Using a research vessel in the southern Bay of Bengal, the teams from the Indian Institute of Science, Bengaluru and University of East Anglia (UEA) in the United Kingdom and several Indian institutions created a blueprint for future weather system observational experiments, critical for forecasting things such as rainfall amounts, the IISc said in a statement.
"This could mean, for example, that Asian farmers are able to determine the optimal time for planting crops and what will grow best based on expected levels of rainfall," the statement read.
According to the IISc, the research project was led by Prof P N Vinayachandran of the Centre for Atmospheric and Oceanic Sciences at the IISc and Prof Adrian Matthews, of the Centre for Ocean and Atmospheric Sciences in UEA s School of Environmental Sciences and School of Mathematics.
The findings, 'Closing the sea surface mixed layer temperature budget from in situ observations alone: Operation Advection during BoBBLE', are published in Nature Scientific Reports, said the statement.
The project was jointly funded by the Ministry of Earth Sciences, Government of India, and the Natural Environment Research Council (NERC), UK.
The project also included researchers from Cochin University of Science and Technology, Kochi, India; the CSIR-National Institute of Oceanography, Goa; Visakhapatnam, India; the Indian National Centre for Ocean Information Services, Ministry of Earth Sciences.
"Time series of oceanographic properties, including temperature, salinity, velocity, underwater radiation and subsurface mixing, along with surface fluxes of heat, were calculated from shipboard measurements on board the RV Sindhu Sadhana in the southern Bay of Bengal during the boreal summer monsoon of 2016.
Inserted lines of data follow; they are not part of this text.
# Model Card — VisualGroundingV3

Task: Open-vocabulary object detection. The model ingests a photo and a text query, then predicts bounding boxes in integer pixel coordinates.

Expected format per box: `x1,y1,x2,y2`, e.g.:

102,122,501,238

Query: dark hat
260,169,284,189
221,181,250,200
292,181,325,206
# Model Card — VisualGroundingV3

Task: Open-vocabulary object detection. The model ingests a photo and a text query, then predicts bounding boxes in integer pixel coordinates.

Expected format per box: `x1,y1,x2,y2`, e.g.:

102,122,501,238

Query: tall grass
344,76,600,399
The measurements were made continuously for 11 days, using a novel combination of ship-based and autonomous platforms, such as ocean gliders," the release added.
Professors Matthews and Vinayachandran were quoted as saying that cloud formation in the monsoon regions is crucially dependent on the temperature of the ocean beneath.
Therefore, accurate determination of the sea surface temperature in models is absolutely essential. "Forecasting monsoon rainfall requires accurate simulation of the Sea Surface Temperature, and inadequate information may also hinder predictions of climate change on monsoon rainfall," they noted.
Variability in tropical SST in turn influences large-scale ocean-atmosphere interaction processes such as the Asian monsoon, El Nino, tropical cyclones and expansion of sea ice in the Antarctic, the scientists explained.
They noted that the study in the Bay of Bengal served as a blueprint for future observational campaigns that aim to determine the scale and impact of weather systems.